R/orcid.r

Defines functions orcid

Documented in orcid

#' Search for ORCID ID's.
#'
#' @export
#'
#' @param query Search terms. You can do quite complicated queries using the
#' SOLR syntax. See examples below. For all possible fields to query, do
#' `data(fields)`
#' @param start Result number to start on. Keep in mind that pages start at 0.
#' Default: 0
#' @param rows Numer of results to return. Default: 10. Max: 200
#' @param defType Query syntax. One of edismax or X. See Details for more.
#' @param q.alt If specified, this query will be used (and parsed by default
#' using standard query parsing syntax) when the main query string is not
#' specified or blank.
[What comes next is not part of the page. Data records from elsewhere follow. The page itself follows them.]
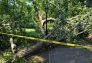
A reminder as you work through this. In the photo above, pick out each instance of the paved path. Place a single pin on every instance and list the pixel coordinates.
(68, 55)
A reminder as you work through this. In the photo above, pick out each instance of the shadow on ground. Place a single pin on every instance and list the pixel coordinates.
(68, 55)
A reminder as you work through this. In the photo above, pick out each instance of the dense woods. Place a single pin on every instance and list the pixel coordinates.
(60, 20)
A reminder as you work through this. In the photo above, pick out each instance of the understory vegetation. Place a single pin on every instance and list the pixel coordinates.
(59, 20)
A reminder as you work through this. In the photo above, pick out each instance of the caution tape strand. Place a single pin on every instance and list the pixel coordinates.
(48, 41)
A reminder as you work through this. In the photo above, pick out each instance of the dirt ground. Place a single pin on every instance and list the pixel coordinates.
(68, 55)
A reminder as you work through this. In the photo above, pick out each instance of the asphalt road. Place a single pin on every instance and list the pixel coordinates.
(68, 55)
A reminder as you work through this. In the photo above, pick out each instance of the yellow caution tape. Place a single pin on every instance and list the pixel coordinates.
(48, 41)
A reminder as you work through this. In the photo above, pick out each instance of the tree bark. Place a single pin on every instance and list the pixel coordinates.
(33, 49)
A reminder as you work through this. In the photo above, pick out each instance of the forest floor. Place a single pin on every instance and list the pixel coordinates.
(68, 55)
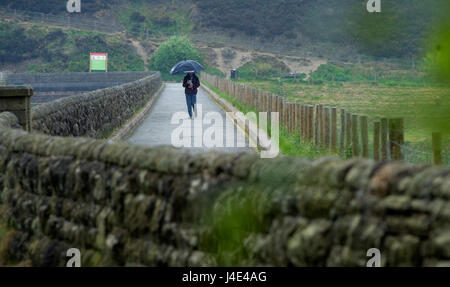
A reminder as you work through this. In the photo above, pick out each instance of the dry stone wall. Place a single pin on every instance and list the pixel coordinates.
(95, 114)
(127, 205)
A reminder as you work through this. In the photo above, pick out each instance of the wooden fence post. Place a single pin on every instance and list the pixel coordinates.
(376, 141)
(364, 137)
(396, 138)
(305, 122)
(355, 142)
(384, 137)
(333, 130)
(310, 126)
(316, 126)
(437, 152)
(321, 126)
(326, 125)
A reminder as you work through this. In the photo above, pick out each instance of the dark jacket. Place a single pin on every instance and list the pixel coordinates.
(196, 84)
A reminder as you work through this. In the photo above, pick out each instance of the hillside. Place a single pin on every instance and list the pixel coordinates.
(400, 31)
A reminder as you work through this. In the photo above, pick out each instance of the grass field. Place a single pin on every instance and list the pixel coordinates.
(373, 100)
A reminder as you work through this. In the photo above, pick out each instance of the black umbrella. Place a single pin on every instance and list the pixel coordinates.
(188, 66)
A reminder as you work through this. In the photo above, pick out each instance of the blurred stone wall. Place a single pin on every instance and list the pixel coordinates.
(126, 205)
(95, 114)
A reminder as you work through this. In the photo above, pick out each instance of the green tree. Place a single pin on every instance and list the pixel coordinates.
(172, 51)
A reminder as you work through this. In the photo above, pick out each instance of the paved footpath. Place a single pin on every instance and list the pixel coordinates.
(169, 119)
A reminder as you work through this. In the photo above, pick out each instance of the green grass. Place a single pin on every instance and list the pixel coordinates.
(289, 143)
(376, 101)
(159, 19)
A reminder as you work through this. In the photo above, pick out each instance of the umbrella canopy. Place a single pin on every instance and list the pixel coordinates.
(188, 66)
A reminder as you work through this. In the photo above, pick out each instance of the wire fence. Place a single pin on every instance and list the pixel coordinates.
(81, 22)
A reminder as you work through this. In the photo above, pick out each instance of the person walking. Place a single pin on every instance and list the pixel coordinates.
(191, 84)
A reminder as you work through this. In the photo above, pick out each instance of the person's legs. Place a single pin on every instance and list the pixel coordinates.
(189, 104)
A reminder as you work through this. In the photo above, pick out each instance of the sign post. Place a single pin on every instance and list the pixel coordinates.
(98, 62)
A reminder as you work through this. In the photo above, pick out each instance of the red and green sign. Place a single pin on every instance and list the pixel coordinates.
(99, 62)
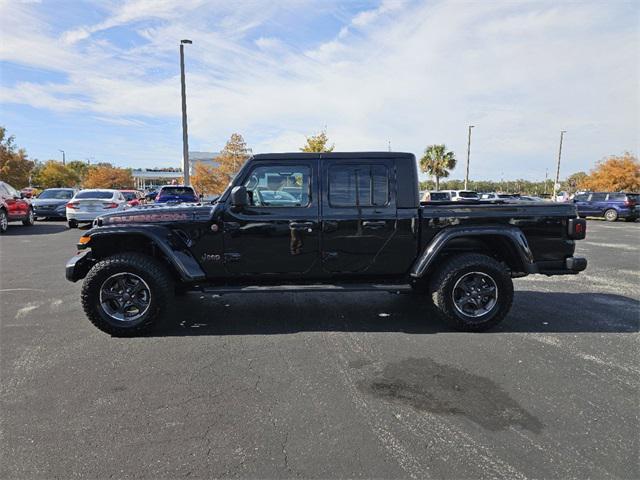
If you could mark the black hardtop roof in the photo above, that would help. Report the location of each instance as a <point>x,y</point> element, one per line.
<point>331,155</point>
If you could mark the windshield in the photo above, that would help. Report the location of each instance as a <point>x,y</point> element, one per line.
<point>95,194</point>
<point>468,194</point>
<point>177,191</point>
<point>56,194</point>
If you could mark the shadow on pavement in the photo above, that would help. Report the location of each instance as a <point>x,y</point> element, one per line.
<point>268,314</point>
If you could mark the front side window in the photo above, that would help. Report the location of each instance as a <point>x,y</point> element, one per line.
<point>279,186</point>
<point>358,186</point>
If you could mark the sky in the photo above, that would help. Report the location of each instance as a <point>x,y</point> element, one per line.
<point>101,79</point>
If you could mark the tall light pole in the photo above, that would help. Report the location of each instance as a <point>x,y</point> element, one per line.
<point>555,185</point>
<point>466,177</point>
<point>185,139</point>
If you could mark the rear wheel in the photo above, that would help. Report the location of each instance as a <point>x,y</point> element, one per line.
<point>30,219</point>
<point>126,294</point>
<point>611,215</point>
<point>473,292</point>
<point>4,221</point>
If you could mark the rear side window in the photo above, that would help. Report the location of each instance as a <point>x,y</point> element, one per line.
<point>99,195</point>
<point>358,185</point>
<point>618,196</point>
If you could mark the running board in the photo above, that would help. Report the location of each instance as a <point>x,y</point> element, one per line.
<point>364,287</point>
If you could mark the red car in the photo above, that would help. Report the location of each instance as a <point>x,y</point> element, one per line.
<point>133,197</point>
<point>14,207</point>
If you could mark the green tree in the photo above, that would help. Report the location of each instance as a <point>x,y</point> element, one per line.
<point>79,167</point>
<point>437,162</point>
<point>54,174</point>
<point>15,167</point>
<point>318,143</point>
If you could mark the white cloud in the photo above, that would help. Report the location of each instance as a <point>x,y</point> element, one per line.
<point>412,73</point>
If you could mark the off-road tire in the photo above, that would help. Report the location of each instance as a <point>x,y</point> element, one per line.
<point>30,218</point>
<point>610,215</point>
<point>444,281</point>
<point>152,271</point>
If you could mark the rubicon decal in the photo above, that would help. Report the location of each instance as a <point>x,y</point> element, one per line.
<point>148,218</point>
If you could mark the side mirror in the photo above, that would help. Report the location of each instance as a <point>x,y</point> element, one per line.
<point>239,198</point>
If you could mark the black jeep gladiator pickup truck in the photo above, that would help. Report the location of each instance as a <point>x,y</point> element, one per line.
<point>338,222</point>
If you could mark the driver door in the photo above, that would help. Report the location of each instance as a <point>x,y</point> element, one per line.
<point>278,232</point>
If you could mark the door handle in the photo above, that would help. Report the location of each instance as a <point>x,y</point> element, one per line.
<point>374,225</point>
<point>308,226</point>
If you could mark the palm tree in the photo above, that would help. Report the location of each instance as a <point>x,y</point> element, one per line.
<point>437,162</point>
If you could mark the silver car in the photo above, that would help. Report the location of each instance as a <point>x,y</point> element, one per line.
<point>86,205</point>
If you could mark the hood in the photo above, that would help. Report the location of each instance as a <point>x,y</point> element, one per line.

This comes in handy when you need something like a
#' match-all-docs query (don't forget &rows=0 for that one!) in order to get
#' collection-wise faceting counts.
#' @param qf (Query Fields) List of fields and the "boosts" to associate with
#' each of them when building DisjunctionMaxQueries from the user's query
#' @param mm (Minimum 'Should' Match).
#' @param qs (Query Phrase Slop) Amount of slop on phrase queries explicitly
#' included in the user's query string (in qf fields; affects matching).
#' @param pf (Phrase Fields) Once the list of matching documents has been
#' identified using the "fq" and "qf" params, the "pf" param can be used to
#' "boost" the score of documents in cases where all of the terms in the "q"
#' param appear in close proximity
#' @param ps (Phrase Slop) Default amount of slop on phrase queries built with
#' "pf", "pf2" and/or "pf3" fields (affects boosting).
#' @param pf2 (Phrase bigram fields) As with 'pf' but chops the input into
#' bi-grams, e.g. "the brown fox jumped" is queried as "the brown" "brown fox"
#' "fox jumped"
#' @param ps2 (Phrase bigram slop) As with 'ps' but sets default slop factor for
#' 		'pf2'. If not specified, 'ps' will be used.
#' @param pf3 (Phrase trigram fields) As with 'pf' but chops the input into
#' tri-grams, e.g. "the brown fox jumped" is queried as "the brown fox"
#' "brown fox jumped"
#' @param ps3 (Phrase trigram slop) As with 'ps' but sets default slop factor
#' for 'pf3'. If not specified, 'ps' will be used.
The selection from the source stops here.